You are also given a 2D integer array edges, where edges[i] = [fromi, toi] denotes that there is a unidirectional edge from fromi to toi in the graph.

Return a list answer**, where *answer[i]* is the list of ancestors of the** ith **node, sorted in *ascending order***.
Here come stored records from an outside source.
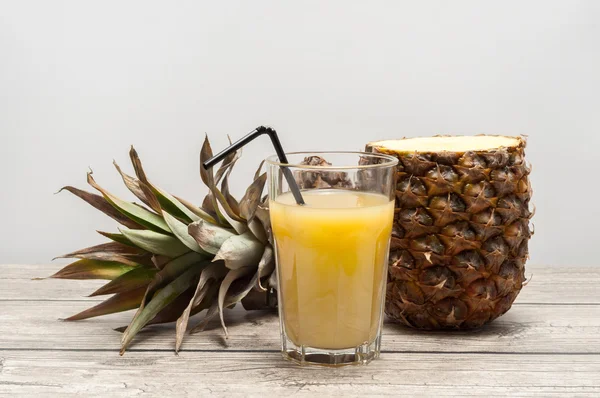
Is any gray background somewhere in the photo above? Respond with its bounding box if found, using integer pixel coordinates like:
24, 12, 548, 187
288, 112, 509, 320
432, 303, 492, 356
0, 1, 600, 265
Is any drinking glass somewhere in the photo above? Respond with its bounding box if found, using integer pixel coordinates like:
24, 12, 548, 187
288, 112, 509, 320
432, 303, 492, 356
266, 152, 398, 366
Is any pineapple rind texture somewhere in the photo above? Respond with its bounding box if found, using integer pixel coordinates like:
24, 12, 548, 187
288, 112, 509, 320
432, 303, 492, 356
366, 136, 533, 329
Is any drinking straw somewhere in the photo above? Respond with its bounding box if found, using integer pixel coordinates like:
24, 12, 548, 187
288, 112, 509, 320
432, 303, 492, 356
202, 126, 304, 205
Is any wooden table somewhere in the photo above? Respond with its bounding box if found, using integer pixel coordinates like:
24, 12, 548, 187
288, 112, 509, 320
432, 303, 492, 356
0, 265, 600, 396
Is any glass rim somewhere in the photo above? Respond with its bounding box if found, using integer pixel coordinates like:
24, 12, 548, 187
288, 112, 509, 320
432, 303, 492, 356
265, 151, 399, 170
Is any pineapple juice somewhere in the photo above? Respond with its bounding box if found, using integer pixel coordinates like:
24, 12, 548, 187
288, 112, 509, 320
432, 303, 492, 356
270, 189, 394, 349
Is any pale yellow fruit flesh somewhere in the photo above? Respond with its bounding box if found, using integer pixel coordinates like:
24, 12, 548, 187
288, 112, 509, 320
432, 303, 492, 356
370, 135, 521, 153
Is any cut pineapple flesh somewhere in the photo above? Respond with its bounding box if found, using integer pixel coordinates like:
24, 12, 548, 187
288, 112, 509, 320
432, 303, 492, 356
370, 135, 521, 153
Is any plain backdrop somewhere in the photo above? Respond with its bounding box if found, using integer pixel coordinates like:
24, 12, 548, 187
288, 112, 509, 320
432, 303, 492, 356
0, 0, 600, 266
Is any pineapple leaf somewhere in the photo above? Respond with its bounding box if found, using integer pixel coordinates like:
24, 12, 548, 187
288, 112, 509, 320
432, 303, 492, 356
56, 239, 145, 266
88, 172, 171, 234
188, 221, 234, 254
256, 246, 275, 291
119, 228, 189, 257
129, 146, 200, 222
240, 173, 267, 220
96, 231, 135, 247
175, 263, 227, 353
221, 169, 240, 221
174, 196, 217, 224
113, 160, 160, 212
218, 267, 253, 336
190, 300, 219, 334
163, 211, 208, 254
213, 231, 264, 269
215, 135, 242, 184
248, 218, 269, 245
65, 287, 146, 321
175, 283, 211, 353
121, 267, 202, 355
192, 261, 228, 308
89, 267, 158, 297
57, 186, 140, 228
51, 259, 136, 280
150, 185, 202, 223
142, 252, 205, 307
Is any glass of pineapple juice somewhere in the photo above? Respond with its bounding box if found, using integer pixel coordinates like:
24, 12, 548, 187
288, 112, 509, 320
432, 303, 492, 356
267, 152, 398, 366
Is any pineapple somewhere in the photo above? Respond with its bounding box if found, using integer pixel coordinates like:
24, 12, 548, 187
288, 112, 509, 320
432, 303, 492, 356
366, 136, 533, 329
52, 135, 276, 354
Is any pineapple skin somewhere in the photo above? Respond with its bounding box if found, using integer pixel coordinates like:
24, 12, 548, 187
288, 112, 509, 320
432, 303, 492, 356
366, 137, 533, 329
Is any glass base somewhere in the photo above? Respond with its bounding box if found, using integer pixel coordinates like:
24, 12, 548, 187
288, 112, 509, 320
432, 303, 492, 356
281, 336, 381, 366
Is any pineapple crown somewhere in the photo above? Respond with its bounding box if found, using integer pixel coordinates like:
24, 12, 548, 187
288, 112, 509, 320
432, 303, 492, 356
52, 137, 276, 354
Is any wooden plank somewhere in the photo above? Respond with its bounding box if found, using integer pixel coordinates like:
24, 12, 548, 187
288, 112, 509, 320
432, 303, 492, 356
0, 264, 600, 305
0, 301, 600, 353
0, 350, 600, 397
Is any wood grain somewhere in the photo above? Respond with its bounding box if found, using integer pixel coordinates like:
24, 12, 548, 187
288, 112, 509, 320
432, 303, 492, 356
0, 350, 600, 397
0, 265, 600, 397
0, 301, 600, 353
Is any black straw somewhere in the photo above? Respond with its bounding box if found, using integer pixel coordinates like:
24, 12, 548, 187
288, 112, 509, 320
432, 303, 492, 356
202, 126, 304, 205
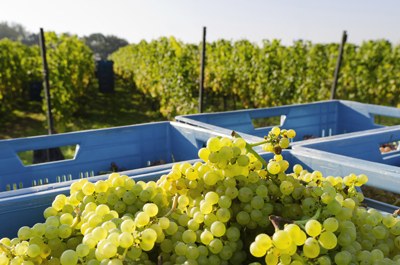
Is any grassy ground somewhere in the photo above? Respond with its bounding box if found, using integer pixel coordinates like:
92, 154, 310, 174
0, 88, 164, 165
0, 88, 165, 139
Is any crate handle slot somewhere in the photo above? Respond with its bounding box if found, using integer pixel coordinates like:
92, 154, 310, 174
379, 140, 400, 155
17, 144, 79, 166
373, 114, 400, 126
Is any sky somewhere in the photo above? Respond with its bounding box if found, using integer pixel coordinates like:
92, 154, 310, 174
0, 0, 400, 45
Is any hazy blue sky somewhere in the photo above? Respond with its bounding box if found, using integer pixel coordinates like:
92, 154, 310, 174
0, 0, 400, 44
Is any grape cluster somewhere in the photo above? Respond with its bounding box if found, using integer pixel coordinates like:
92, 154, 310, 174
0, 127, 400, 265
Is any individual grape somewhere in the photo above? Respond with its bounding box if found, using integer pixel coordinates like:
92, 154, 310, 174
279, 138, 290, 149
279, 180, 294, 195
236, 211, 251, 225
286, 129, 296, 139
141, 228, 157, 243
335, 250, 352, 265
210, 221, 226, 237
26, 244, 42, 258
305, 220, 322, 237
75, 243, 90, 258
318, 231, 337, 249
267, 161, 281, 175
208, 238, 223, 254
182, 230, 197, 244
135, 212, 150, 227
254, 233, 272, 250
272, 230, 292, 249
303, 237, 321, 259
200, 229, 214, 245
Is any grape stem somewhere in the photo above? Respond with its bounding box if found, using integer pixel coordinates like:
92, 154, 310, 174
0, 242, 12, 255
269, 208, 321, 231
294, 208, 321, 225
164, 194, 179, 217
269, 215, 293, 231
232, 131, 268, 167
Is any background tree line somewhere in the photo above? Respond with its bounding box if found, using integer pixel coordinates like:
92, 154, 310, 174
0, 23, 400, 126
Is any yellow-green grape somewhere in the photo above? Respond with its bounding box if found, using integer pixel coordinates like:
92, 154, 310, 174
250, 242, 267, 258
143, 203, 158, 217
267, 161, 281, 175
60, 249, 78, 265
272, 230, 292, 249
271, 127, 281, 136
262, 143, 274, 153
279, 137, 290, 149
293, 164, 303, 175
318, 231, 337, 249
303, 237, 321, 259
255, 233, 272, 250
286, 129, 296, 139
305, 220, 322, 237
233, 138, 246, 149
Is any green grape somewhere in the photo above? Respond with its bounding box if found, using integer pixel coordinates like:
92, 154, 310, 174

A node u is an ancestor of another node v if u can reach v via a set of edges.

  Example 1:

Input: n = 8, edgeList = [[0,3],[0,4],[1,3],[2,4],[2,7],[3,5],[3,6],[3,7],[4,6]]
Output: [[],[],[],[0,1],[0,2],[0,1,3],[0,1,2,3,4],[0,1,2,3]]
Explanation:
The above diagram represents the input graph.
- Nodes 0, 1, and 2 do not have any ancestors.
- Node 3 has two ancestors 0 and 1.
- Node 4 has two ancestors 0 and 2.
- Node 5 has three ancestors 0, 1, and 3.
- Node 6 has five ancestors 0, 1, 2, 3, and 4.
- Node 7 has four ancestors 0, 1, 2, and 3.

Example 2:

Input: n = 5, edgeList = [[0,1],[0,2],[0,3],[0,4],[1,2],[1,3],[1,4],[2,3],[2,4],[3,4]]
Output: [[],[0],[0,1],[0,1,2],[0,1,2,3]]
Explanation:
The above diagram represents the input graph.
- Node 0 does not have any ancestor.
- Node 1 has one ancestor 0.
- Node 2 has two ancestors 0 and 1.
- Node 3 has three ancestors 0, 1, and 2.
- Node 4 has four ancestors 0, 1, 2, and 3.

  Constraints:

• 1 <= n <= 1000

• 0 <= edges.length <= min(2000, n * (n - 1) / 2)

• edges[i].length == 2

• 0 <= fromi, toi <= n - 1

• fromi != toi

• There are no duplicate edges.

• The graph is directed and acyclic.

Solution

/**
 * @param {number} n
 * @param {number[][]} edges
 * @return {number[][]}
 */
var getAncestors = function(n, edges) {
    const parentMap = Array(n).fill(0).map(() => []);
    const ancestorMap = Array(n);
    for (var i = 0; i < edges.length; i++) {
        parentMap[edges[i][1]].push(edges[i][0]);
    }
    for (var i = 0; i < n; i++) {
        find(i, parentMap, ancestorMap);
    }
    return ancestorMap.map(item => item.sort((a, b) => a - b));
};

var find = function(i, parentMap, ancestorMap) {
    if (!ancestorMap[i]) {
        var res = [];
        var arr = parentMap[i];
        for (var j = 0; j < arr.length; j++) {
            res.push(arr[j], ...find(arr[j], parentMap, ancestorMap));
        }
        ancestorMap[i] = Array.from(new Set(res));
    }
    return ancestorMap[i];
};

Explain:

nope.

Complexity:

• Time complexity : O(n).
• Space complexity : O(n).